Porque como otras cosas, si uno no es por defecto aristócrata, no lo será nunca.

Tomemos esta escena, donde Don Fabrizio presencia el cacareo juguetón e inocente de las jóvenes aristócratas que flotan sobre la cama entre tanto drapeado, abanico y cuchicheo. Su ademán de embeleso y atracción es castrado, como si se tratara de un mimo perfecto, por un impedimento invisible que se erige como un muro entre el ya viejo aristócrata y las jovencitas que, como a la protagonista Angelica (Claudia Cardinale), debía cortejar. Su reacción inmediata es mirarse al espejo de la derecha, mediante el cual comprende que hay algo que se ha esfumado para siempre, una situación en la que antes podría haber sido protagonista, pero que ahora resulta imposible. Es la metáfora de la aristocracia ante la llegada del nuevo régimen que se impone en la Italia unificada: su anclaje en el tiempo la deja offside ante los nuevos que se avecinan y sólo le queda el regocijo estético de lo que fue.

Toda la escena ejemplifica lo que ya ilustró Walter Benjamin en su cuento "Omelette de moras", donde un rey pide a una serie de cocineros que le preparen con la misma exactitud en el sabor dicha omelette que él probó cincuenta años atrás. La respuesta del último cocinero justifica la imposibilidad de tal hazaña: ¿cómo habría de condimentarla con todo aquello que saboreaste aquella vez? El peligro de la batalla y la sensación de acecho que tiene el perseguido, el calor del horno y la dulzura del descanso, la presencia ajena y el futuro oscuro.

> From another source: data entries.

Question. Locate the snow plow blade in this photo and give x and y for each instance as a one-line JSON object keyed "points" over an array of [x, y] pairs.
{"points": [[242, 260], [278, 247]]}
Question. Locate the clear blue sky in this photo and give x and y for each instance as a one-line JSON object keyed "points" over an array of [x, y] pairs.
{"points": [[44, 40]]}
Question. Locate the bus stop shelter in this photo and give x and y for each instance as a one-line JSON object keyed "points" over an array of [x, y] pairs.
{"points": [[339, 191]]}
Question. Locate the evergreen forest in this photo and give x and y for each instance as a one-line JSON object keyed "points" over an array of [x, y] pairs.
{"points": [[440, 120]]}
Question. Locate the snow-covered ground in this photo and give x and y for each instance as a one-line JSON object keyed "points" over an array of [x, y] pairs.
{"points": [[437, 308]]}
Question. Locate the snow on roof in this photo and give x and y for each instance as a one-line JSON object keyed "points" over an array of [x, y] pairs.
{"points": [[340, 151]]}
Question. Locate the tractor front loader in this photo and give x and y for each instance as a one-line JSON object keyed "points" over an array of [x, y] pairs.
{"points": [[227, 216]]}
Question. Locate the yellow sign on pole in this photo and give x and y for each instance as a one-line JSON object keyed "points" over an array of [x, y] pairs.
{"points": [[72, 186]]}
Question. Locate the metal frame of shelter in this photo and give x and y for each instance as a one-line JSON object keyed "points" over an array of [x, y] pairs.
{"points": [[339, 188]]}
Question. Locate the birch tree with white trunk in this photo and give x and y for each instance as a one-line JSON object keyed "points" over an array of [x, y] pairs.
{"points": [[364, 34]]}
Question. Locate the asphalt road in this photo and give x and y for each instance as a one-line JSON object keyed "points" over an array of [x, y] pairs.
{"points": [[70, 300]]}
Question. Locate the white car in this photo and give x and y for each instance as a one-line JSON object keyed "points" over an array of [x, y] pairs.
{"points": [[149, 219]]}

Que ciertas cosas aparezcan como perdidas para siempre no es exclusivo de la aristocracia. Pero he aquí su legado: desaparecida una aristocracia real, uno no puede tener ni el consuelo de aquejarse con la elegancia de Lancaster. ¿Cómo hacerlo? No somos aristócratas. Ser elitista cuando uno no tiene atributos como para pertenecer a ninguna élite, y además recrearse estéticamente en una idiosincrasia que no es la tuya, siempre me ha parecido una de las peores y más ridículas formas de alcahuetería.